The main hallmarks of systemic type II inflammation are eosinophilia and elevated serum immunoglobulin E (IgE) levels. Type II inflammatory response is not only associated with allergic reactions, but is also a driver of such diseases. The release of cytokines (interleukins 4, 5, and 13) in the response to type II inflammation can trigger a lymphocyte-mediated type II inflammatory response, inducing the onset and progression of allergic diseases. Reducing the inflammatory response by inhibiting the above-mentioned inflammatory factors is a potential therapeutic means for the treatment of allergic diseases represented by AD.

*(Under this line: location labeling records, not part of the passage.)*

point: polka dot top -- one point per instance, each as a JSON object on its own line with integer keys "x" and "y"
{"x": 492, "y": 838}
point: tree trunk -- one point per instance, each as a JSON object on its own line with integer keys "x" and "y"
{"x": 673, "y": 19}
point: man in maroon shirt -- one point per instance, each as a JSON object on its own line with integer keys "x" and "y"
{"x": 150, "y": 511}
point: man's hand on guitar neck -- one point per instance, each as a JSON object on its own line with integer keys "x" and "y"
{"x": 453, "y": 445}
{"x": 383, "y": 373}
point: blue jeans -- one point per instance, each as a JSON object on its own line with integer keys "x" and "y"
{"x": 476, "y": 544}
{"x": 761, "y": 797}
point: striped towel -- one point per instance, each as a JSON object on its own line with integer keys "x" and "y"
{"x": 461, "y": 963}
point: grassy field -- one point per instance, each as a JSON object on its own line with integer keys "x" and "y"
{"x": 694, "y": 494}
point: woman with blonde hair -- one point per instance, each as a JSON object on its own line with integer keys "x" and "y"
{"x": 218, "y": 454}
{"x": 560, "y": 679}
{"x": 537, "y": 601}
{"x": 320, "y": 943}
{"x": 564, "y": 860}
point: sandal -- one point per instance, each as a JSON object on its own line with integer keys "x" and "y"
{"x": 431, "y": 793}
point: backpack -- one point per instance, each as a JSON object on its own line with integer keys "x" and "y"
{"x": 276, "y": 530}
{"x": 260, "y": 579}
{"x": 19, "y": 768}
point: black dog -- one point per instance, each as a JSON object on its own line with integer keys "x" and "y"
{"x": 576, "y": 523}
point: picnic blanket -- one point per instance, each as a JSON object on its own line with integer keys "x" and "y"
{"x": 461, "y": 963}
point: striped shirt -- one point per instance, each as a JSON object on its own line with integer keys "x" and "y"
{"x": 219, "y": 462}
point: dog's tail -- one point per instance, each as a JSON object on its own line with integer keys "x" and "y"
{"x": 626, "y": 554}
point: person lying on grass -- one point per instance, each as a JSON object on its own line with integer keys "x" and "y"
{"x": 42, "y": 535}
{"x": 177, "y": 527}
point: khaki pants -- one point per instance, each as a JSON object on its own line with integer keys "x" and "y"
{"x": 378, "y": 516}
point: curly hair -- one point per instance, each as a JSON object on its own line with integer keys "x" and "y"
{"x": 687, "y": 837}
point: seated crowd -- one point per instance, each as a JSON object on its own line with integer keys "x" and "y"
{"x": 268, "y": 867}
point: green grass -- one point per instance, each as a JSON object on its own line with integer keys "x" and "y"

Investigational drug Dupilumab injection, an interleukin-4 receptor α (IL-4Rα) antagonist, is a human monoclonal antibody that binds IL-4Rα and inhibits IL-4 and IL-13 signaling. With a molecular weight of about 147 kDa, it inhibits the signaling of interleukin 4 and interleukin 13 and blocks its signaling pathway through the atopic binding of the interleukin 4Ra subunit shared with the interleukin 4 and interleukin 13 receptor complex, and blocks their signaling pathways, which can achieve continuous, efficient and safe improvement of skin lesions, itching and other symptoms and alleviate the condition.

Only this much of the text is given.